In 2024, when LMC Advisors, a 100-person regional accounting firm headquartered in New York City, partnered with Ascend, founder and CEO Lee Cohen said Ascend’s approach supported LMC’s growth while maintaining its independence and values.
Ascend’s expansion continued along the Eastern Seaboard, adding firms like Blackman & Sloop of Chapel Hill, N.C., and TSS Advisors of Lebanon, N.H., to its platform in 2024.
Eisner Kicks Off New Deal Wave in 2021
The PE phenomenon is just gathering steam.
It kicked off in 2021, when TowerBrook Capital Partners invested in EisnerAmper. This led to the creation of Eisner Advisory Group LLC for non-attest services, while EisnerAmper LLP continued to provide attest services. This structure allowed the firm to maintain its brand and expand its advisory capabilities.
Following a 2021 investment from New Mountain Capital, Citrin Cooperman retained its brand and leadership structure and focused on growth through strategic acquisitions.
In 2022, Parthenon Capital Partners invested in Cherry Bekaert, which continued operating under its established name.
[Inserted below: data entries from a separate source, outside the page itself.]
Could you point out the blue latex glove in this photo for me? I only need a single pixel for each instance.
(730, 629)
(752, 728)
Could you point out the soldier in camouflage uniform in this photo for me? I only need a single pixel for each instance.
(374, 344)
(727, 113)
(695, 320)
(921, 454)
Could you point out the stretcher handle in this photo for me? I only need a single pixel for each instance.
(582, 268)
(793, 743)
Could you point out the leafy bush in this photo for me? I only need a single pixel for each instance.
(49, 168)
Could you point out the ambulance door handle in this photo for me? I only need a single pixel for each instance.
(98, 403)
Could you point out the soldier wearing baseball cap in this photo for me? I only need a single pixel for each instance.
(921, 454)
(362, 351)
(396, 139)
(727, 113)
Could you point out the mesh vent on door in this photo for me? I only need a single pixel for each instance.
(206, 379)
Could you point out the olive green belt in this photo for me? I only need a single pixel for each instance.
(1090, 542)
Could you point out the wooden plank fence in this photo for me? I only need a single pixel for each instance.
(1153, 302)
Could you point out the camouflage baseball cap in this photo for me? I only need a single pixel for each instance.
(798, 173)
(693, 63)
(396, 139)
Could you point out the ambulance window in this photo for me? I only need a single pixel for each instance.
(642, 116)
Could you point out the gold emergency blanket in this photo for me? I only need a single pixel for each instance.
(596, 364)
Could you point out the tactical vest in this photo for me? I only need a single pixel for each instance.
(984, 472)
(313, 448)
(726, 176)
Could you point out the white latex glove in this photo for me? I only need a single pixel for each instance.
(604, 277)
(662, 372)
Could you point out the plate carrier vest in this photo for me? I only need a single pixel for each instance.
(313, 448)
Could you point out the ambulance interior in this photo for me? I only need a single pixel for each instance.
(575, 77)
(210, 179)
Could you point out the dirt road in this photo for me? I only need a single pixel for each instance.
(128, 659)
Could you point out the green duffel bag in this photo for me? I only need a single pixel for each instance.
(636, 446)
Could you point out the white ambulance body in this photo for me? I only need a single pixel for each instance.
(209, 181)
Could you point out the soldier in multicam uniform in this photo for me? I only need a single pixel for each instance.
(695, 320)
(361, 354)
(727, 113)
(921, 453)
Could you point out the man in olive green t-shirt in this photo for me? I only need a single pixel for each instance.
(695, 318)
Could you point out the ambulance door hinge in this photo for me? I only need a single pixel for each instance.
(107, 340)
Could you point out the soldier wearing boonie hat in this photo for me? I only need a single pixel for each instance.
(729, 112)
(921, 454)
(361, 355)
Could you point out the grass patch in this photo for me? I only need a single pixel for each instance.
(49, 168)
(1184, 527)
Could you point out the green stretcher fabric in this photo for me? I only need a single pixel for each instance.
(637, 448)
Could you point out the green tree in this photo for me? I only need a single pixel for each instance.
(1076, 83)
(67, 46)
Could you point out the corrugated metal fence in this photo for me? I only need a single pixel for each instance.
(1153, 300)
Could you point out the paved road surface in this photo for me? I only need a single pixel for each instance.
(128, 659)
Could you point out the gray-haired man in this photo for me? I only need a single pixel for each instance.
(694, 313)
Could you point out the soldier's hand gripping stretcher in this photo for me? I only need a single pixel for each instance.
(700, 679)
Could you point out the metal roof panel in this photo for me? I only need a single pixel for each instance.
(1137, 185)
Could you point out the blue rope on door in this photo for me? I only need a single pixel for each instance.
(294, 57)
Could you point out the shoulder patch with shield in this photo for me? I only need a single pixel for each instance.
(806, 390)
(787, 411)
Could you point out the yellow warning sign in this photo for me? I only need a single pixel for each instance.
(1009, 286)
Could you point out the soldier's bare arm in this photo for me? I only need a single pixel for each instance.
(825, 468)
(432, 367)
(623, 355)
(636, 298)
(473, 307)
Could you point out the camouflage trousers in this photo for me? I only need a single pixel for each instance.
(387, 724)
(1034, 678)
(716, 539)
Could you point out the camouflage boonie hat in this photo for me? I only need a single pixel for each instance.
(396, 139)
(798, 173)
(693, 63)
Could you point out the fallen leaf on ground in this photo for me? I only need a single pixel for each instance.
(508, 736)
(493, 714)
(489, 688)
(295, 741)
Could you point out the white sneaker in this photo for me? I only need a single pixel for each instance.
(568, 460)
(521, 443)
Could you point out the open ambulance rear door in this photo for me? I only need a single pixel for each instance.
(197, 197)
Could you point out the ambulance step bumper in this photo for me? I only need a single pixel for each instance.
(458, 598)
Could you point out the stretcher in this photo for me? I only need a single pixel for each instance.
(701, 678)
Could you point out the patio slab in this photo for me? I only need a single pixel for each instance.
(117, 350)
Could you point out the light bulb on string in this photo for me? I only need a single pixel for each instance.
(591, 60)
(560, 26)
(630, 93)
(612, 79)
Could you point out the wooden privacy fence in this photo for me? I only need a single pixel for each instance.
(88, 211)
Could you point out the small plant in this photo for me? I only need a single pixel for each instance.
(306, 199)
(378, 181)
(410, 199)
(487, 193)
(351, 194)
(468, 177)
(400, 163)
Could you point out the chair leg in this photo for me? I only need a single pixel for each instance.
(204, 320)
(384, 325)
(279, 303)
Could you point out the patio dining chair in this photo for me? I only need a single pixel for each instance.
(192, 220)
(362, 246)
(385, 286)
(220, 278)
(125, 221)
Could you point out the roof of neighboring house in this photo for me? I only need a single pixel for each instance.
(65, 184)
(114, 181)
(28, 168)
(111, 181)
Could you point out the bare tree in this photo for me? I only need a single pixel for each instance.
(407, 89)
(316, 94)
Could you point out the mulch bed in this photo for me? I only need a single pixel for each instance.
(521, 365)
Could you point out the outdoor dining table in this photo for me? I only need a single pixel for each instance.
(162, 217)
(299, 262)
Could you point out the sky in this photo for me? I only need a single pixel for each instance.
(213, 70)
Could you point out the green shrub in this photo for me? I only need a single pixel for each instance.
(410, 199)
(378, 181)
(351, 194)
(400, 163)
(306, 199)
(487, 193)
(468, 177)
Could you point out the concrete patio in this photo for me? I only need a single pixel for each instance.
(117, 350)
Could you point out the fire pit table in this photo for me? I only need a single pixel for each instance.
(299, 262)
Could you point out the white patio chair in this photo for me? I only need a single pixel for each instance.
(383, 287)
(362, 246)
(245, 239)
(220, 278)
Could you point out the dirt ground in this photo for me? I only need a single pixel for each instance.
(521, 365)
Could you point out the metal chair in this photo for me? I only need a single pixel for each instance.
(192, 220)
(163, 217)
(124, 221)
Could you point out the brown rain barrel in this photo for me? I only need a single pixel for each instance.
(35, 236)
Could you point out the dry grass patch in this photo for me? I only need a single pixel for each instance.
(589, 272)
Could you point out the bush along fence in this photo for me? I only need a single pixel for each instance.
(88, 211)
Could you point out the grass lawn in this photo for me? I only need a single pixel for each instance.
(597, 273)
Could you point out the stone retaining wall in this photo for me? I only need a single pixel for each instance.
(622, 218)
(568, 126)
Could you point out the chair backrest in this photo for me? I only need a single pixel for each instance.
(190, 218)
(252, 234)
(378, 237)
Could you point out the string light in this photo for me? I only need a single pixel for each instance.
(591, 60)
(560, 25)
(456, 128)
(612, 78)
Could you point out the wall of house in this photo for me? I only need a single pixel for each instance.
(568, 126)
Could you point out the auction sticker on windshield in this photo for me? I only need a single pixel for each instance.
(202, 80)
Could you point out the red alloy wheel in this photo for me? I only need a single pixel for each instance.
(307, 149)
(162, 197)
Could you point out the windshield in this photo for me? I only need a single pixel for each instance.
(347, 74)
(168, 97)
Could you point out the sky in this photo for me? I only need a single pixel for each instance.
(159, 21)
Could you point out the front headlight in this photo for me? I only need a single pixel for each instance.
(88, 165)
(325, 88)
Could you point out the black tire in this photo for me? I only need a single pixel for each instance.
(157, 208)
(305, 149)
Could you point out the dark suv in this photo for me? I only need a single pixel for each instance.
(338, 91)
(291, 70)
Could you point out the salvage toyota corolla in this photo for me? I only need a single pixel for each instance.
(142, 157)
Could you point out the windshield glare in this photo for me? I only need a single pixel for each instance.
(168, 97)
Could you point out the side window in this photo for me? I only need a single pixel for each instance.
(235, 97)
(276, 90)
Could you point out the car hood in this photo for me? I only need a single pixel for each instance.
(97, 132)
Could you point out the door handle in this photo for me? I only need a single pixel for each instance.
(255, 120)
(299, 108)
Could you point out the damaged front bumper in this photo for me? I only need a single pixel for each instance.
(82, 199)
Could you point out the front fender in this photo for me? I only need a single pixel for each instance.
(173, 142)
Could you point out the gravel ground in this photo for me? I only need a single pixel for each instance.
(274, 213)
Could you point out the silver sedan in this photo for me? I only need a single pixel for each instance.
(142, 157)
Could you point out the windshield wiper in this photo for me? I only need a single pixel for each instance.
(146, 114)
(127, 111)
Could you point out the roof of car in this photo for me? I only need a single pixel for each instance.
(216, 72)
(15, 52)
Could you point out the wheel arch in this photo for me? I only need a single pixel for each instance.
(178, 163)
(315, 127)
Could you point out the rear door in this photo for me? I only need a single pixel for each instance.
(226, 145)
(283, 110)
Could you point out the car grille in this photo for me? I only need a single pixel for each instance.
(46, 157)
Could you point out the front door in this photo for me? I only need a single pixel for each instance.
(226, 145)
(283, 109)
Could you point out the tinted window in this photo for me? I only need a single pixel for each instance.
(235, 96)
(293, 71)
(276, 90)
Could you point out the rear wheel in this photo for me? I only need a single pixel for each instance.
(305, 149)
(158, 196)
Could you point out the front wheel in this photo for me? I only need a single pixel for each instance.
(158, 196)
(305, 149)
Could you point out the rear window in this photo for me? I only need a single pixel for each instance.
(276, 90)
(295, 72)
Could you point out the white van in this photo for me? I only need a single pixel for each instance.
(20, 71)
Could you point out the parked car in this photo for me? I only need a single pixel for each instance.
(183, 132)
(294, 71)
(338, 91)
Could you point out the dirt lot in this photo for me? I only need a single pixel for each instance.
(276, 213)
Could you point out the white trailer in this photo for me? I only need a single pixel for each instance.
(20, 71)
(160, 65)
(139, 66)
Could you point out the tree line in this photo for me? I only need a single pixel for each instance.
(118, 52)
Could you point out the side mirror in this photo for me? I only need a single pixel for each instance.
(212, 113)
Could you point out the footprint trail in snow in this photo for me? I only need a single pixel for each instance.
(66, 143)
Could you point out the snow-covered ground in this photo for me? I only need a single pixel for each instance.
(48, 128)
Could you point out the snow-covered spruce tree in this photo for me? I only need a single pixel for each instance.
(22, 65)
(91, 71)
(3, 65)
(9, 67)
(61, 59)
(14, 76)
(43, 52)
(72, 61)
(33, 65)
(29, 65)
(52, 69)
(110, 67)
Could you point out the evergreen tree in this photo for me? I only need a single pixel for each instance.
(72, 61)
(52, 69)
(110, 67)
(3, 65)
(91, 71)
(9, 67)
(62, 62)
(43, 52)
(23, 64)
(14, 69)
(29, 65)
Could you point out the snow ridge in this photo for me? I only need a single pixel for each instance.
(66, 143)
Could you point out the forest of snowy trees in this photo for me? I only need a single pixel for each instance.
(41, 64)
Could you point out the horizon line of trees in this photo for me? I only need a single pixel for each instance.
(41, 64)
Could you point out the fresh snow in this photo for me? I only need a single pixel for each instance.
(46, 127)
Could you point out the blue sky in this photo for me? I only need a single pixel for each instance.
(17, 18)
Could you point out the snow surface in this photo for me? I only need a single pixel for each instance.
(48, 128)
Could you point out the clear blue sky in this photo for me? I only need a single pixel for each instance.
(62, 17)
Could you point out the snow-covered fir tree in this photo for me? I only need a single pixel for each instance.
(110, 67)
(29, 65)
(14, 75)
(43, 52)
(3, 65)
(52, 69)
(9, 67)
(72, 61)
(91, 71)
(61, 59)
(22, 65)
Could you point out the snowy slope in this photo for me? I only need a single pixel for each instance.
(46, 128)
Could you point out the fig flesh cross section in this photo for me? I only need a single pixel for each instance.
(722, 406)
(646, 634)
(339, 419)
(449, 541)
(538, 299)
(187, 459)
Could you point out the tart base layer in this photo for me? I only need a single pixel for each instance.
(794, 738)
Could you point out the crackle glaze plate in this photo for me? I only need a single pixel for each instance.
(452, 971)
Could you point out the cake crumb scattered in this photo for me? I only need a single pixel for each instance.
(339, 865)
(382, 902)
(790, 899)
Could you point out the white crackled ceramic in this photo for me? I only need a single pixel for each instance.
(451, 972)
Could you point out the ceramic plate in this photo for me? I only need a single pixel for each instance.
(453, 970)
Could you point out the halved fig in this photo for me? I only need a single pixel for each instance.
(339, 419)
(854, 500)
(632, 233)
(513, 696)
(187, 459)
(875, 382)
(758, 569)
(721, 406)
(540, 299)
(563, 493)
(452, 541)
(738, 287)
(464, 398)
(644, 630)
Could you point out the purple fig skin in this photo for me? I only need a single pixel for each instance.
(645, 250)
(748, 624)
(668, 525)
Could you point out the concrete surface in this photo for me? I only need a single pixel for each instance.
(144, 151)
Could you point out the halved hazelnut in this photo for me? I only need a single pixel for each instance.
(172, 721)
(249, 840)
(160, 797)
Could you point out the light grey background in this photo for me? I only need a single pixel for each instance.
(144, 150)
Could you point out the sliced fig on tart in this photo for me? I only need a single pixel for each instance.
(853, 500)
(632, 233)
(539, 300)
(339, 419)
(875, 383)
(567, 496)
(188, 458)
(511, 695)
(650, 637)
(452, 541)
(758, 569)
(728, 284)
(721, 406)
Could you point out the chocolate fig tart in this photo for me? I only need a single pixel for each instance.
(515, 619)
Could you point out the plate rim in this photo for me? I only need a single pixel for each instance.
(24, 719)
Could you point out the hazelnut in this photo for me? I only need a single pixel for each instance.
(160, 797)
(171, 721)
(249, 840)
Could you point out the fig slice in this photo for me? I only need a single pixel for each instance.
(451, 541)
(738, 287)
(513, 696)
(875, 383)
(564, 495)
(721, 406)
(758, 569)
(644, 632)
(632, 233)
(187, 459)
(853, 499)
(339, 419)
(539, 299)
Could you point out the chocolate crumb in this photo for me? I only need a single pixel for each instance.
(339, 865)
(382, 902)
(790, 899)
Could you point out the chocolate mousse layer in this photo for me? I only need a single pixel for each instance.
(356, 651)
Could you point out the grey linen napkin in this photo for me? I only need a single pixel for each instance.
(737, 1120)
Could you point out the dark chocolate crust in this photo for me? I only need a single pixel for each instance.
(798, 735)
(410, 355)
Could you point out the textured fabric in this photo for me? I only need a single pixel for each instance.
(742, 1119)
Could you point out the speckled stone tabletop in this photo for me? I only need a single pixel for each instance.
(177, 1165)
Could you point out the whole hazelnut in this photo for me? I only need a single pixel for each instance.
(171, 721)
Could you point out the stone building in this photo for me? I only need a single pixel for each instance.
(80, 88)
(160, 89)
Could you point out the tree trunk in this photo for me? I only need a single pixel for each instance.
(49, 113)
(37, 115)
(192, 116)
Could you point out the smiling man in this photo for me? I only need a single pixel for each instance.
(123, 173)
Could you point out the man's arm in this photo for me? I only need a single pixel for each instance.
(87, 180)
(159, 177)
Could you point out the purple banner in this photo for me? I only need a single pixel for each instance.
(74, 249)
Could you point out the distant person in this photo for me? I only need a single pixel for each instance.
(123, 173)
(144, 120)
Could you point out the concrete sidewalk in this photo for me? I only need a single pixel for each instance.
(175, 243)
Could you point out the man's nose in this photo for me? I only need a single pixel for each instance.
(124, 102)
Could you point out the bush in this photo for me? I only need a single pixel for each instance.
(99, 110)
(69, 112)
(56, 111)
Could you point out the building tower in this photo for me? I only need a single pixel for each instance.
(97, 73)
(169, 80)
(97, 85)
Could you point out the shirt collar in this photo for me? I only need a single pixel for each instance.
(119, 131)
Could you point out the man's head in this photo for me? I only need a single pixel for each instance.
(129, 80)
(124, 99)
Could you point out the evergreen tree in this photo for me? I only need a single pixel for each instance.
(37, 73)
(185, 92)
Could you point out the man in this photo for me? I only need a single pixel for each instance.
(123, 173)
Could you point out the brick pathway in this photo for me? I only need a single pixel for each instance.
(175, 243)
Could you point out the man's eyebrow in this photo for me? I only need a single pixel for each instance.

The firm structured its operations to separate attest and non-attest services, ensuring compliance with independence standards while leveraging PE resources for growth.
After receiving investment from Audax Private Equity in 2023, Doeren Mayhew maintained its brand identity. The firm continued operating its entities, including Doeren Mayhew Assurance and Doeren Mayhew Advisors, under the Doeren Mayhew name.